A few years ago I was lucky enough to do a short tour of Dublin. I remember going to a particular area and a particular street, the names of which escape me, where the doors to the identically built homes were painted in different colours. From what I remember being told by the tour guide, be it the truth or Irish fable, it was so when the drunk men came home from the pub, they would look for the coloured door to their house. I must say, the doors stood out so much, they were the main attraction even though they were but a small part of the houses’ facades.
The Gewürztraminer in this wine is the facade’s coloured door of this Farm Series blend. It is only 17% of the blend yet immediately had my attention when I stuck my nose in the glass after giving it a good swirl. Not that it dominates, but it has its delicate pot pourri/rose petal nose in front at this stage.

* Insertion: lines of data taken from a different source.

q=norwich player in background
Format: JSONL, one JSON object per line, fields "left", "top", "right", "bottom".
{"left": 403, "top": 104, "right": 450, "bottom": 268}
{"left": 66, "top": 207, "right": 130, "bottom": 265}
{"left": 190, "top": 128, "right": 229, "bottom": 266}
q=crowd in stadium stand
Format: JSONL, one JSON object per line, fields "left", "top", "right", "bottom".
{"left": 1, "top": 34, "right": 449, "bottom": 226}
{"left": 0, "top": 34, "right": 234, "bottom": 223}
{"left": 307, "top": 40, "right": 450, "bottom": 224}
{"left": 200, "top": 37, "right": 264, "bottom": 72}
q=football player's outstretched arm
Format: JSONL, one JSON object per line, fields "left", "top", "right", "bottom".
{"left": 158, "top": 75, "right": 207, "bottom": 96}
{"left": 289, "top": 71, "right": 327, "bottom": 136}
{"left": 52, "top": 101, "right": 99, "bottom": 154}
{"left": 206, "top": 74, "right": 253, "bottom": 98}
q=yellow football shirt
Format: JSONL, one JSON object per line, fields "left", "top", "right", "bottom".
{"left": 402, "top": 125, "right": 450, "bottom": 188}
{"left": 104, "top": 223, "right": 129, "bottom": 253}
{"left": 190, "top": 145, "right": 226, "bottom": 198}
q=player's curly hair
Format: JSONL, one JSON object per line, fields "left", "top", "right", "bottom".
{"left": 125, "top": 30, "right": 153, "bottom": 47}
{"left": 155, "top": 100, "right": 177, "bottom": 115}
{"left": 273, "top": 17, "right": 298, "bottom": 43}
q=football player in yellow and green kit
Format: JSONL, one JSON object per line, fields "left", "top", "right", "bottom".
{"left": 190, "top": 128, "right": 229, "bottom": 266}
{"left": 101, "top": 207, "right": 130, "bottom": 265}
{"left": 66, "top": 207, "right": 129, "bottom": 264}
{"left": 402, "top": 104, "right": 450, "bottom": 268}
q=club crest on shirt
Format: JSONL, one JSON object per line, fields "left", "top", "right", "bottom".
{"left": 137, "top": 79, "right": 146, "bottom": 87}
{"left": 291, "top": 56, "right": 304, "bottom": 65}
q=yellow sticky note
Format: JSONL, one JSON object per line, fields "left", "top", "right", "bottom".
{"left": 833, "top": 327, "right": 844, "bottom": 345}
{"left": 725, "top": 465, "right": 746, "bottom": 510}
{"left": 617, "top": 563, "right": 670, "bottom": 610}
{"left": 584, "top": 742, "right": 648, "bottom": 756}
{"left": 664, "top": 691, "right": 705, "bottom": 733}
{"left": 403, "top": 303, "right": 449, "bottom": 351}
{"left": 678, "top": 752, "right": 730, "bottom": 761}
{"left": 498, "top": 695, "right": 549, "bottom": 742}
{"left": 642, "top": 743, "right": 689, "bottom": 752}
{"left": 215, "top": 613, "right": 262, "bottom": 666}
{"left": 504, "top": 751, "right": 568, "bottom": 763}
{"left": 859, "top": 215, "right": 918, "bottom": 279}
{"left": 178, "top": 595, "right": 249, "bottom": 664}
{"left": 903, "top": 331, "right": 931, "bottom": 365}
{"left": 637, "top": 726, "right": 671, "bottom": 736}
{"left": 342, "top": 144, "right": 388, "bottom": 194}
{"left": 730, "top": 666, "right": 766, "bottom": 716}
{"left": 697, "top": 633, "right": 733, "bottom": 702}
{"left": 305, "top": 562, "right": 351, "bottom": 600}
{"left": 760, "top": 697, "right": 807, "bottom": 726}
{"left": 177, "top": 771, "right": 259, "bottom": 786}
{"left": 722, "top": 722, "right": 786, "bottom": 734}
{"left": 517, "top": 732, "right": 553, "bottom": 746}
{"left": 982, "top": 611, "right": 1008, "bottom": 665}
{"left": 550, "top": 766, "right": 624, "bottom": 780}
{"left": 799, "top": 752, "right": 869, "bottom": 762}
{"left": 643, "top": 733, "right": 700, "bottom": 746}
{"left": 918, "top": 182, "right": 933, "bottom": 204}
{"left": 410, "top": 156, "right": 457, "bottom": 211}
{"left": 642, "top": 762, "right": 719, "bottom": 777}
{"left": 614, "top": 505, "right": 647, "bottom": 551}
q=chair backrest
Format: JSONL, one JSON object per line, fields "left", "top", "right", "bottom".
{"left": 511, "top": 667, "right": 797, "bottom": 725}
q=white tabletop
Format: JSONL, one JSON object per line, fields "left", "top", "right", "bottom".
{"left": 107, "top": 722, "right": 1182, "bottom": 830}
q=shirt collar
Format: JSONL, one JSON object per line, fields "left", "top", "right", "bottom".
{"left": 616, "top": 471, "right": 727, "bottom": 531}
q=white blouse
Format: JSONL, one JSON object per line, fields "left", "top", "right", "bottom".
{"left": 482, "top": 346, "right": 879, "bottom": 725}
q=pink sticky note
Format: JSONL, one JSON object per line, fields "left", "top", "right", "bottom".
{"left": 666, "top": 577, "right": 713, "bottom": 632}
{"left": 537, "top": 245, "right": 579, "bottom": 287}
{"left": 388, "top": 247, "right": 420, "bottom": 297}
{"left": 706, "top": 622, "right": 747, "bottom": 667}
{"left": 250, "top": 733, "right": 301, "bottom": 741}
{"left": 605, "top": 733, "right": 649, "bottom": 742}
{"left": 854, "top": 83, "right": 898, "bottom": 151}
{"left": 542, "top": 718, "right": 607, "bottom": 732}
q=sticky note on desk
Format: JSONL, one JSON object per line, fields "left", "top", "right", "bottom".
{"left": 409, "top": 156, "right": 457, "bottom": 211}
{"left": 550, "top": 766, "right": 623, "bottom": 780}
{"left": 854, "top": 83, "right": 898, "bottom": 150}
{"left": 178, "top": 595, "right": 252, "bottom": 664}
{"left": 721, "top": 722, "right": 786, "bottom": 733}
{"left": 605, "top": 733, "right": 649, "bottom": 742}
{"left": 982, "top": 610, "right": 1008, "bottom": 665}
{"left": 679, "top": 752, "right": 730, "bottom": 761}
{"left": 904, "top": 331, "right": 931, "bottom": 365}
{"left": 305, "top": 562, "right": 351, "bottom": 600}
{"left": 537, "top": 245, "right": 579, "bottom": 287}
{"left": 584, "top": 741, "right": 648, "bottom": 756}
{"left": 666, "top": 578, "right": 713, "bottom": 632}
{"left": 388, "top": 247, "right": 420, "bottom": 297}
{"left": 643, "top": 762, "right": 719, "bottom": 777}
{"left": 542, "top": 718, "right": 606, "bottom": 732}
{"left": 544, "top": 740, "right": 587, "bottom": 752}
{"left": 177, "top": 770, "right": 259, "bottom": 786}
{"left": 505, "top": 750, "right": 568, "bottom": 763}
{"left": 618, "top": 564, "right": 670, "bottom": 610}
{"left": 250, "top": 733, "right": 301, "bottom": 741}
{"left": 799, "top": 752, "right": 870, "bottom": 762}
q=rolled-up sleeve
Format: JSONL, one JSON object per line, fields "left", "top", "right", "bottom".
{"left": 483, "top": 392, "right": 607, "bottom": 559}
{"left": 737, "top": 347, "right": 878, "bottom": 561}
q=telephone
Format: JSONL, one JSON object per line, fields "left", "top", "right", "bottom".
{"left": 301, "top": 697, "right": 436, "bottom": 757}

I didn’t know what to expect when I tasted it and, to be honest, it was because of the price. It offers up plenty of fruit and it’s a touch sweet although not enough to be a nuisance. There’s stonefruits…sure, like apricots and (to a lesser extent) peaches that give it some nice flavour. Texture presents too giving some breadth on the palate, probably due to the 58% Semillon, and 25% Riesling chiming in adding freshness and some gentle acidity on the finish. A very neat package indeed.
Region: Mudgee, NSW Price: $18 Source: Sample courtesy of Robert Stein Wines and Define Wine.